Jusqu’à quelques années en arrière, les paléoanthropologues dataient l’apparition sur Terre de l’Homo sapiens à il y a 200 000 mille ans. Une récente découverte a fait reculer cette date d’un bond de 100 000 années. [2] Quelle a été l’évolution en nombre de l’Homo sapiens depuis le début de sa présence sur Terre il y a donc au moins 300 000 ans ? Au-delà de quelques dizaines de milliers d’années en arrière, on n’en sait absolument rien. Ensuite on dispose d’estimations, dont la fiabilité s’est nettement accrue avec de début de l’histoire écrite, il y a environ 7 000 ans.

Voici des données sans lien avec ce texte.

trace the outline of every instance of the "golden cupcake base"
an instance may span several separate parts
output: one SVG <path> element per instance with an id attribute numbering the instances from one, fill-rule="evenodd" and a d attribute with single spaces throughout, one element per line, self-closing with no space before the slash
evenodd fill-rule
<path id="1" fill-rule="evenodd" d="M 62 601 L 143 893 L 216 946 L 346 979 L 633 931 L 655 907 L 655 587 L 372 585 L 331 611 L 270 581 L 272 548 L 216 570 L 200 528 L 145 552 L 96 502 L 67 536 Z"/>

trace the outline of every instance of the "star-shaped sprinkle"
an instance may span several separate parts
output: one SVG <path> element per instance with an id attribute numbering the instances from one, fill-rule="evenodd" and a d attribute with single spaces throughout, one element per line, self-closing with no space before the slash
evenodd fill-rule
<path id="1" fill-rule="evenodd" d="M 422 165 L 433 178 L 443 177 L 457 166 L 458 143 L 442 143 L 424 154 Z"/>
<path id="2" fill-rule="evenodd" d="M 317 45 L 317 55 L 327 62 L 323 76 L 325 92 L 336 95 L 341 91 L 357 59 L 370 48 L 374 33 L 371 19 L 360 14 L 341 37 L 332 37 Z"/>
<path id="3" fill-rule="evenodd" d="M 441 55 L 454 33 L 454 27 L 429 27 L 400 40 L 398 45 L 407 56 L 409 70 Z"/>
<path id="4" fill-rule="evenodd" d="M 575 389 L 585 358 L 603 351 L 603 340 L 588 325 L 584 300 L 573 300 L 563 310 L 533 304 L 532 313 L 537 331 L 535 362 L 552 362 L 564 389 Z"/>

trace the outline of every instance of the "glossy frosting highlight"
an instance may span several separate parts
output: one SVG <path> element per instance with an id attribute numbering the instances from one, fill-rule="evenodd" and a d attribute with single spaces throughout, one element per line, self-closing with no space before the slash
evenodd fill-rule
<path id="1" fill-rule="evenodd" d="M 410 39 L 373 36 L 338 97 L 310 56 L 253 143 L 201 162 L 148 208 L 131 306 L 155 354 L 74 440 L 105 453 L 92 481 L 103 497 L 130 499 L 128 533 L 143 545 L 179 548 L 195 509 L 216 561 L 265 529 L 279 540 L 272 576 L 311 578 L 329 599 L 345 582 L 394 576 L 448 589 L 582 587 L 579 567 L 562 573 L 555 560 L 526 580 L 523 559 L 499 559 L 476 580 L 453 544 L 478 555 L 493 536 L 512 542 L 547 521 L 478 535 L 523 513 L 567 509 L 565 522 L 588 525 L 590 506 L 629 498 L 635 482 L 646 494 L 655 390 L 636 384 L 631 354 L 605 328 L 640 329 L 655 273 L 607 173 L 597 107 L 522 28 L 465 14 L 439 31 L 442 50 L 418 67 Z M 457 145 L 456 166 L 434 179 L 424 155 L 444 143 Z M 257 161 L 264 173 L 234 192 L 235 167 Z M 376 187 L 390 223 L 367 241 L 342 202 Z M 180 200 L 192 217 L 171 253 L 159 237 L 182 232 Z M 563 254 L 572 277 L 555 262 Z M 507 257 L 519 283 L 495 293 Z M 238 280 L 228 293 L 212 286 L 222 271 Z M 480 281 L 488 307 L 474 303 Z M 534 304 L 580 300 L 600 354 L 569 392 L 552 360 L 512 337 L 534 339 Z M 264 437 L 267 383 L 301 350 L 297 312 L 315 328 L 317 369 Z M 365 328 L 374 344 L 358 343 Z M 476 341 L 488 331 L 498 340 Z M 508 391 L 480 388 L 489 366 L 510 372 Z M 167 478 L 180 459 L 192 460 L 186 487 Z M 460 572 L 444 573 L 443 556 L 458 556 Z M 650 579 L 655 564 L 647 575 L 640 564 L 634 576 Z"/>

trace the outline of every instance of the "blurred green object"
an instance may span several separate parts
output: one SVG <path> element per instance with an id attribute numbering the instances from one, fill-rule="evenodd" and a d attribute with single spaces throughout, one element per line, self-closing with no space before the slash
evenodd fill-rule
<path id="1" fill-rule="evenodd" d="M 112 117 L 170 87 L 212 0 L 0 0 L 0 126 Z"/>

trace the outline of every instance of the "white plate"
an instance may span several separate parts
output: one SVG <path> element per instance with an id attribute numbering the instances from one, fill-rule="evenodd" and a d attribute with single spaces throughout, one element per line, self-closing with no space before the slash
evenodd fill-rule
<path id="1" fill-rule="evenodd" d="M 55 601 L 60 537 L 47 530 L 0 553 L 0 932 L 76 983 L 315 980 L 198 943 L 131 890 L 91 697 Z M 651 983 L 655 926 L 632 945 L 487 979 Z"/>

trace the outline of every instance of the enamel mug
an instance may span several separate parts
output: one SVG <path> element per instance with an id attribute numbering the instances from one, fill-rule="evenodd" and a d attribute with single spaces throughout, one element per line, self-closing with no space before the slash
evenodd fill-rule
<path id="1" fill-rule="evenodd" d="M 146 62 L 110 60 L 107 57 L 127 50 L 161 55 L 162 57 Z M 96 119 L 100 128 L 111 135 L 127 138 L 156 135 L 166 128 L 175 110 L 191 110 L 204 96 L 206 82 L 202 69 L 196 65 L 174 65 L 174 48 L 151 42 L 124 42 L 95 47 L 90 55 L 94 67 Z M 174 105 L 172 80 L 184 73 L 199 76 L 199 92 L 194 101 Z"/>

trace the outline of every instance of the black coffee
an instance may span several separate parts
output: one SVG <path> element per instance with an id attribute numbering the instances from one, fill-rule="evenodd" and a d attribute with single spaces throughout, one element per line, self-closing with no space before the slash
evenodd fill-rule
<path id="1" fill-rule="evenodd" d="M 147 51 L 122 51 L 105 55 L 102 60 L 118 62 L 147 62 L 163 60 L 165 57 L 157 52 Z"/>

Ainsi, sur son site d’histoire, l’historien, ingénieur et journaliste scientifique André Larané publie une estimation de l’évolution de la population humaine. [2] Elle aurait été de 80 millions 5 000 ans avant J.C., de 250 millions à l’an 0, se serait réduite à 200 millions en l’an 500, avant de recroître lentement à 460 millions en 1500 (soit sur une durée d’un millénaire), avant d’entamer une croissance de plus en plus rapide : 1 milliard en 1800, 1,6 milliards en 1900, 2,5 milliards en 1950, 6 milliards en 2000. André Larané remonte même encore bien plus loin en arrière en avançant une population de 10 millions d’humains en 10 000 avant J.C. et de seulement 1 million d’humains en 35 000 avant J.C. Toutefois ces deux dernières estimations peuvent paraître assez hasardeuses car d’importantes lacunes semblent entacher la connaissance que nous avons des civilisations anciennes ayant pu exister à des époques aussi reculées. Voir par exemple les publications [4-5] de 2022 et 2023. En 2022 a par ailleurs été publié un édito récapitulatif sous le titre « Nous n’avons pas encore découvert toutes les grandes civilisations du passé… », par un auteur insolite, René Trégouët. [6] Il ne s’agit pas d’un anthropologue, ni d’un historien ou d’un spécialiste en histoire des civilisations. Il est connu pour sa carrière d’homme politique, qu’il mena de 1973 à 2004, au cours de la laquelle il fut sénateur du Rhône de 1973 à 2004 (RPR puis UMP). Durant cette carrière il s’est toutefois largement consacré à des dossiers scientifiques comme le programme de développement du synchrotron Soleil (sur le plateau de Saclay). Il semble donc qu’après avoir pris sa retraite d’homme politique, il se soit passionné pour les civilisations inconnues du lointain passé. Mais fermons ici cette petite parenthèse qui, même si elle est intéressante, nous éloigne un peu du cœur du sujet du présent billet.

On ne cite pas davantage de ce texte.